UH Hilo Student to Witness Historic Lunar Launch

A University of Hawaiʻi at Hilo student will participate in the launch of NASA’s latest lunar probe, LADEE (Lunar Atmosphere and Dust Environment Explorer) at the Mid-Atlantic Test Range in Virginia.

LADEE (Lunar Atmosphere and Dust Environment Explorer)

LADEE (Lunar Atmosphere and Dust Environment Explorer)

Sophomore Krystal Schlechter spent the past summer as an intern with the Pacific International Space Center for Exploration Systems (PISCES) under the Akamai Workforce Initiative. She was responsible for managing the Lunar Impact Observing Program, which involved coordinating student and community volunteers who used small C-11 telescopes to observe faint flashes produced by meteor impacts on the unlit portion of the moon.

The video data was processed to isolate and identify candidate impacts, then sent to NASA’s global impact database. Schlechter also presented her work to the NASA Lunar Science Forum during a virtual online conference this past summer.

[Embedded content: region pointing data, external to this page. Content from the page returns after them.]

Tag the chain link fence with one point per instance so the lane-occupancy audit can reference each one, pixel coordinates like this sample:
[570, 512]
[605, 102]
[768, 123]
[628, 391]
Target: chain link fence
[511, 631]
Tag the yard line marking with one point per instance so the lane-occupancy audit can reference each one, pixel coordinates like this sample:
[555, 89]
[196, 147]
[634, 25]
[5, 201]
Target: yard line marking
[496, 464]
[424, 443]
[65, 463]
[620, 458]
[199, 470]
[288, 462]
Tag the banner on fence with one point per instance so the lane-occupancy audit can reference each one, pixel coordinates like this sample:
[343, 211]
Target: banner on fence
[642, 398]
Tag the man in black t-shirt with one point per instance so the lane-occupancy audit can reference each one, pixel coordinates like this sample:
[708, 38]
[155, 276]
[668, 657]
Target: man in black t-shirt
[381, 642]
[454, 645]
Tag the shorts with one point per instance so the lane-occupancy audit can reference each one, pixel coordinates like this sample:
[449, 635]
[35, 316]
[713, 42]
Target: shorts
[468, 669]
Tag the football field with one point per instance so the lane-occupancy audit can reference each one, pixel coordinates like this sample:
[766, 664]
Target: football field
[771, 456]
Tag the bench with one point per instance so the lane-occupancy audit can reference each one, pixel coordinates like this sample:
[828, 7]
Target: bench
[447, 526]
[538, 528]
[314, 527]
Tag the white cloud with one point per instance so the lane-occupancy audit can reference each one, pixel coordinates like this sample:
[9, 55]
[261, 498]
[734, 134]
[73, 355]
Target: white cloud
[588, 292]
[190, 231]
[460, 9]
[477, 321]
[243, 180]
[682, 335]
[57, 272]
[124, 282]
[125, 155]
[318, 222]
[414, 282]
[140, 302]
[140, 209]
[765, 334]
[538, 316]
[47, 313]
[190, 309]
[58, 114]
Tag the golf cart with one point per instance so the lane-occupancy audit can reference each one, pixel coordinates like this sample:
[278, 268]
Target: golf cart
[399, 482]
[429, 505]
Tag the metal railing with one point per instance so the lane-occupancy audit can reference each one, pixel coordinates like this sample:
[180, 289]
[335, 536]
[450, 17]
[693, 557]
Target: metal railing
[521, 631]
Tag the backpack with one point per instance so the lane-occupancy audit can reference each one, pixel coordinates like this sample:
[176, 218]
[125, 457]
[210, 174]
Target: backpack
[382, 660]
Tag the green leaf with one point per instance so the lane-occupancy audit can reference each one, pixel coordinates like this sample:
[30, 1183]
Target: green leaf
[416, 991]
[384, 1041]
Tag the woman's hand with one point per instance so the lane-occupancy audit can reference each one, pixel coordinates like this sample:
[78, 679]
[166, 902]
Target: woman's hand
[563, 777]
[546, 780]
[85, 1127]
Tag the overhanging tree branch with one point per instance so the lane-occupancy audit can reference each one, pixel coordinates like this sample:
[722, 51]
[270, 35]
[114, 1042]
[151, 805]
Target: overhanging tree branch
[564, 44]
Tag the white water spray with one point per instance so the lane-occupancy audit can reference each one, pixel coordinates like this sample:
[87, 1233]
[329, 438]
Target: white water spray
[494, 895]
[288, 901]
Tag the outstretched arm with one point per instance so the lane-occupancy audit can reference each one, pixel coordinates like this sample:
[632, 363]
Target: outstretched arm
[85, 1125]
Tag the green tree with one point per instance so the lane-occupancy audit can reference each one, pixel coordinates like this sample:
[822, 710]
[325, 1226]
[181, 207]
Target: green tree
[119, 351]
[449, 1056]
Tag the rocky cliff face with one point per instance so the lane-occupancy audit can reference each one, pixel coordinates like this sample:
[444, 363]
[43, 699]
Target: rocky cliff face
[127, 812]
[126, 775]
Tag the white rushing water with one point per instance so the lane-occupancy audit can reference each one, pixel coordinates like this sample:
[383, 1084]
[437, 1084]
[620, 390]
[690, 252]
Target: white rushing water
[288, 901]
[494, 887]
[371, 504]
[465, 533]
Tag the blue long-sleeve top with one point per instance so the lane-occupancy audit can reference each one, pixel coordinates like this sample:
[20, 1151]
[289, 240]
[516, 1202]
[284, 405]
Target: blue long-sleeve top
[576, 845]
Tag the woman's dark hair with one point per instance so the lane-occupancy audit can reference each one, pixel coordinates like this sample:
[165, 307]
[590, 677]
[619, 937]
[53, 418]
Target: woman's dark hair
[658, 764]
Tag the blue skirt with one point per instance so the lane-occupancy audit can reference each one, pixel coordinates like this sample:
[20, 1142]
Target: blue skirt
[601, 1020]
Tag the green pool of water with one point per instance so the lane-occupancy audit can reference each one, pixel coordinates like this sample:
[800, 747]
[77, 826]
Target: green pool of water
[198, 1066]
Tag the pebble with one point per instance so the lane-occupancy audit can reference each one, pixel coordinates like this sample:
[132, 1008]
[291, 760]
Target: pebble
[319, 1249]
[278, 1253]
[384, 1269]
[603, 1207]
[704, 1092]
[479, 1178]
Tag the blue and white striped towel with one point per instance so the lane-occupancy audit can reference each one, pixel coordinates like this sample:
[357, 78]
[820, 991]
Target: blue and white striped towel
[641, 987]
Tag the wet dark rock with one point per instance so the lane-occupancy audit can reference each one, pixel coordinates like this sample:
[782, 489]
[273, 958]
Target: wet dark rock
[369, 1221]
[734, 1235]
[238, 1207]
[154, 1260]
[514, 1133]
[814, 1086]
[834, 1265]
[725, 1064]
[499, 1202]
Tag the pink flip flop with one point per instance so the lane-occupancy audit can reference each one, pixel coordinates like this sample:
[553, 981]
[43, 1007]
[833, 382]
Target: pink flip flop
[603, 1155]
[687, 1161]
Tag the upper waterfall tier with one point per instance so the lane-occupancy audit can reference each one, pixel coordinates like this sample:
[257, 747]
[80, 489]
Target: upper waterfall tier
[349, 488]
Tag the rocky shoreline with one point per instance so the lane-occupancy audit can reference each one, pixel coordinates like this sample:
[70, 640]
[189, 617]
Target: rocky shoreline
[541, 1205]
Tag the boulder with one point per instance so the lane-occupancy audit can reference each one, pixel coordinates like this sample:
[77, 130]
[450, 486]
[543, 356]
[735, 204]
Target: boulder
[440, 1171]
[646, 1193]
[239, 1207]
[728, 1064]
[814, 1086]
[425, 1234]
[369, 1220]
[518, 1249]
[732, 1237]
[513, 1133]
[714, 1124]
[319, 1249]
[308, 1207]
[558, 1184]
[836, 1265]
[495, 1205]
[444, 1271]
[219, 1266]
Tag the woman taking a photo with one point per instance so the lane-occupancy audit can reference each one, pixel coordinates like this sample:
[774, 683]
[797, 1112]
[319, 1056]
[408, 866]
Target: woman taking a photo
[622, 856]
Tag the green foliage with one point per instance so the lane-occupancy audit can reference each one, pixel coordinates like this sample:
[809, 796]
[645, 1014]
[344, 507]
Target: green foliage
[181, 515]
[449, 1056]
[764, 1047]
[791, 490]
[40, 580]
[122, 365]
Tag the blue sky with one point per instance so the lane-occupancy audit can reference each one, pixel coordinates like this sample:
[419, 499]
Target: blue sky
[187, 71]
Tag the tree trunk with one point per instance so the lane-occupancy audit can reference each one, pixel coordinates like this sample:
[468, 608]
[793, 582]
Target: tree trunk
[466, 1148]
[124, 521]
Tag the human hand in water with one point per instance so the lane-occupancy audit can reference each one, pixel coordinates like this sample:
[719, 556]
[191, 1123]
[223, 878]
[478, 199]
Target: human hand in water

LADEE is designed to study the Moon’s thin and tenuous atmosphere, or “exosphere” and the lunar dust environment to help scientists understand other planetary bodies with exospheres like Mercury and some of Jupiter’s bigger moons. The mission will also examine the density, temporal and spatial variability of dust particles that may get lofted into the atmosphere.

The nearly 850-pound robotic spacecraft will be launched on top of a Minotaur V rocket as early as September 6, 2013 and will spend about 2 1/2 months reaching the Moon, getting into its science orbit, and checking systems before its 100-day scientific mission begins.

Schlechter and her mentor, John Hamilton (PISCES EPO and Test Logistics Manager), were invited by NASA to be part of the official launch effort and joins the Public Outreach activities at the NASA Wallops Island Visitor Center.